A recent survey suggests that 54 per cent of Canadian doctors have symptoms of burn-out and it’s a problem that physicians themselves don’t like to talk about. This was a topic much discussed at the annual meeting of the Canadian Medical Association which represents more than 80,000 doctors.
‘Very frustrating and annoying’ interventions required
“First and foremost, it’s about the inability that physicians have sometimes to get what the patient actually needs in a timely way,” says Dr. Granger Avery, immediate past president of the Canadian Medical Association.
“So, that’s whether looking for a consultation, following up on an operation, whether it’s transferring a patient from one level of service to another, these things often require the doctor to make repeated phone calls, repeated interventions to get what should be a relatively simple piece of work done. So, that’s very frustrating and annoying for a physician who’s been brought up and trained and focused on helping people, not doing that administrative work.”Listen
‘Mountains of paperwork’
Avery also says doctors face mountains of paperwork and increasing regulatory requirements. When doctors begin to suffer from overload, stigma often prevents them from seeking the help they need.
“We’re trained with a requirement for perfection,” says Dr. Granger Avery, immediate past president of the Canadian Medical Association. “Nobody wants to hear that the doctor made a mistake.
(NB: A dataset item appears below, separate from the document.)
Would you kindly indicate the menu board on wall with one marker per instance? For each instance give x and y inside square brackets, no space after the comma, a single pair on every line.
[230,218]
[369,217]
Nobody wants to hear that the doctor isn’t one hundred per cent and yet we’re human.”
Teamwork would help, says doctor
Avery thinks the issue should be confronted head-on beginning at medical schools with discussions about resiliency. He adds that the health care system should support health care workers and that such support varies across the country. In his view, it would ease the burden on doctors and provide good health care results to have them work in teams with other health care professionals.